That policy allows for three years only of consecutive deficits. Now we have a prediction of four — a technical breach for which the UCP won’t punish itself.
But they join an exclusive club — founded by the NDP.
Under premier Rachel Notley, the NDP clocked four straight deficits from 2015 to 2019.
The deficit expected for the current year ending March 31 will be $4.1 billion.
And then “budget 2026 includes deficits of $9.4 billion in 2026-27, $7.6 billion in 2027-28, and $6.9 billion in 2028-29,” says the government’s new fiscal plan.
Four in a row. The NDP will have a laugh, but it’s not funny.
This is serious fiscal trouble that edges Alberta closer to nine debt-plagued, high-tax provinces with no oil revenue to rescue them.
Alberta’s net debt to GDP is 10.5 per cent. Ontario’s ratio is 36 per cent. It’s 38 per cent in Quebec, and 44 per cent in Newfoundland and Labrador.
The province looks pretty good. But the debt snowball, once pushed, can roll downhill fast.
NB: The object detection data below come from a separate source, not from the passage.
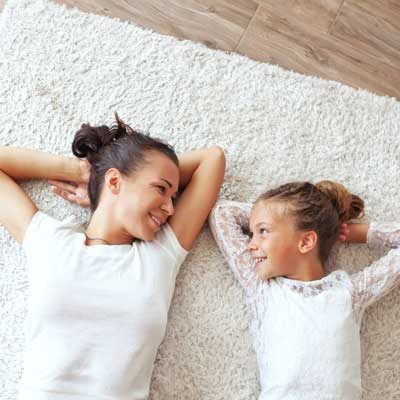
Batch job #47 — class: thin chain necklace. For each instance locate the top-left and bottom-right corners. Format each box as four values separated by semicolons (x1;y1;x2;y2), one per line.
85;233;111;246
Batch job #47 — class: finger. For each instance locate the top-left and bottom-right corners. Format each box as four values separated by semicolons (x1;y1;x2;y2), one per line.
49;180;76;193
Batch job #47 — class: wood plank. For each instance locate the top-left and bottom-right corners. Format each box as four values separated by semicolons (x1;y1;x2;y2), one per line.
258;0;343;33
56;0;258;51
237;6;400;98
330;0;400;68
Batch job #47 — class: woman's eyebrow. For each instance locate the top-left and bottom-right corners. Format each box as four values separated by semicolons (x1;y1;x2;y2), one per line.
160;178;172;188
160;178;178;198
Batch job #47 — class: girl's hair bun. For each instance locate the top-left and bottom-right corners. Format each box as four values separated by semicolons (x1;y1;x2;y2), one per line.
315;180;364;223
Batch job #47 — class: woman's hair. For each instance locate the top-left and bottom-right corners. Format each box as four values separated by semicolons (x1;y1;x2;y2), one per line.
256;181;364;262
72;113;179;211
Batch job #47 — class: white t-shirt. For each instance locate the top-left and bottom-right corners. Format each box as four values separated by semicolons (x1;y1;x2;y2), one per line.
19;211;188;400
209;200;400;400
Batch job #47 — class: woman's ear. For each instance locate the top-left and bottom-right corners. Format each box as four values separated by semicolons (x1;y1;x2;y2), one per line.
298;231;318;254
104;168;122;194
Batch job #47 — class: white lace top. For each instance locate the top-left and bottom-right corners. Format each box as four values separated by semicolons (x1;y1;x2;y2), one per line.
209;200;400;400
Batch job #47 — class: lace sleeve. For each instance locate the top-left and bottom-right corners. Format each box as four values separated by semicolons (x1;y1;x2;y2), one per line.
209;200;257;297
351;223;400;320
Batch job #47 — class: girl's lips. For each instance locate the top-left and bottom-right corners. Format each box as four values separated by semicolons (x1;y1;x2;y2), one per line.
253;257;268;269
149;214;161;230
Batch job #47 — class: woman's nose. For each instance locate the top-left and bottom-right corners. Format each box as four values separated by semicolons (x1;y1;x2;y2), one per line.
164;199;175;216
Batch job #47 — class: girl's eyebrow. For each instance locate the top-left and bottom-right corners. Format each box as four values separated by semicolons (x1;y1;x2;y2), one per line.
256;222;272;228
160;178;172;188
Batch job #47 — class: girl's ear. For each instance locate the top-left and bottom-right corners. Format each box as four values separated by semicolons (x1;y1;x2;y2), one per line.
298;231;318;254
104;168;122;194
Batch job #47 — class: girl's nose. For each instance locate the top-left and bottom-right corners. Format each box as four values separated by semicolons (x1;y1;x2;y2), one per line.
247;239;257;251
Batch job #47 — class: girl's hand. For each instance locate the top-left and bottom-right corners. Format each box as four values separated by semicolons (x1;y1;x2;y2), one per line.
336;224;350;243
337;223;369;243
78;158;91;183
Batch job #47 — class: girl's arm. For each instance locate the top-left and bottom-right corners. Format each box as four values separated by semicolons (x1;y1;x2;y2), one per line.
349;222;400;319
209;200;257;297
0;146;83;243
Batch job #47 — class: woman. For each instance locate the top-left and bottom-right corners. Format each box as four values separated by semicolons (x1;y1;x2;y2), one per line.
0;116;225;400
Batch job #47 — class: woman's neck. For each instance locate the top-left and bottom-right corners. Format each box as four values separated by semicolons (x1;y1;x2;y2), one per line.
85;209;133;246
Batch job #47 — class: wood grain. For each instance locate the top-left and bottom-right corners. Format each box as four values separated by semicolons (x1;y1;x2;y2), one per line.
0;0;400;99
258;0;343;33
237;6;400;97
330;0;400;68
51;0;258;51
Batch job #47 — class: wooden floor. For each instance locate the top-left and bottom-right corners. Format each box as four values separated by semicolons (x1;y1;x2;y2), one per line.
0;0;400;99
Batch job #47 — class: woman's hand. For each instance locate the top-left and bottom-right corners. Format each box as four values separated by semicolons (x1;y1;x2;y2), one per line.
48;159;90;207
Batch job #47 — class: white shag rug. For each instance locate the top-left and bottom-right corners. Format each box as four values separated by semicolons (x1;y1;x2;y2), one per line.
0;0;400;400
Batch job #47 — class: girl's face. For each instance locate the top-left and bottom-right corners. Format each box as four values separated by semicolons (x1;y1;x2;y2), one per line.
116;151;179;241
248;201;301;280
Finance Minister Nate Horner, challenged on maintaining high spending as deficits roll in, asked if Albertans would want him to slash $4.1 billion to stay within the fiscal framework.
Probably not. That isn’t the Alberta way.
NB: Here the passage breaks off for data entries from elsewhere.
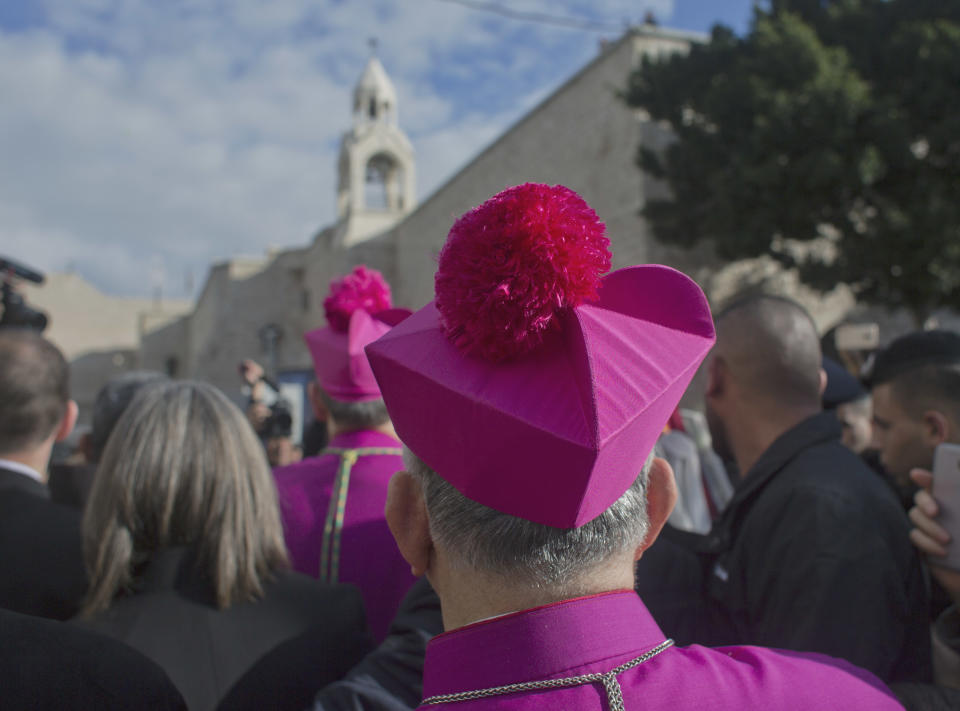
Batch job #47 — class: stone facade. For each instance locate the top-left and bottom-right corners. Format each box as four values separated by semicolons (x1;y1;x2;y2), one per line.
141;26;868;412
22;274;192;425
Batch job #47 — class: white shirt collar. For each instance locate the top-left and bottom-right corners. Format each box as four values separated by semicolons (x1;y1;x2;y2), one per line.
0;459;43;484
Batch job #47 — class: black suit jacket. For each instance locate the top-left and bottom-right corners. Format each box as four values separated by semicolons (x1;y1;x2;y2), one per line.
77;548;371;711
700;413;930;683
0;469;87;620
313;577;443;711
0;610;186;711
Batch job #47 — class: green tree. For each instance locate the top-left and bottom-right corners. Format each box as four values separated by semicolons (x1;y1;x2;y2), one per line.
624;0;960;319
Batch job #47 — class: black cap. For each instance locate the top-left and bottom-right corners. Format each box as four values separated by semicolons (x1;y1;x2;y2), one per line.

Horner’s dilemma reminded me of what happened in 2011 to his cousin, Doug Horner, who was finance minister during the Alison Redford era.
Redford pledged to avoid borrowing, but she and Horner were caught out issuing “social infrastructure bonds,” when the Edmonton Journal’s Keith Gerein realized they’d admitted as much at a news conference.
All the way back to Ralph Klein in the 1990s, Conservative governments have borrowed, then paid off debt, then promised never to borrow again, then borrowed again.
Horner admits it. He’s a straight talker, not prone to fiscal b.s.
“If you look back at the charts over recent history in Alberta, spending increases greatly during the surpluses and then really hard cuts follow when the price drops.”
Only one part of that is wrong — that cycle goes back at least 50 years.
Nate Horner developed the fiscal framework. The prospect of breaking it, he says, “hurts me more than it’ll hurt anybody else.”
Alberta is facing “a hard year head on . . . I recognize that this is a tough pill to swallow.”
Despite the trouble, the government is now spending $83.9 billion for 2026-27, up more than $4 billion from 2025-26.
Revenue is expected to be only $74.5 billion. That’s how you get a deficit of $9.4 billion.
On the political side, the premier blamed immigration for much of the trouble , even after the UCP begged people to come here.
A population increase of nearly 10 per cent over three years obviously caused strain, especially when GDP wasn’t growing along with it.
But this is yesterday’s problem. Population growth over the next four years will be no higher than 1.4 per cent, and as low as 1.1 per cent.
The cuts have begun. True to form, they’re at the low end of the economic scale.
About $223 million will be trimmed from programs for people with developmental disabilities.
They say no person will receive less. It’s all about structural reform. But the PDD people have been there before. They know the signs.
Similarly, the income threshold for the seniors’ benefit has been changed, meaning thousands will be dropped from the rolls.
There is a traditional, made-in-Alberta solution. Pray for an oil price boom.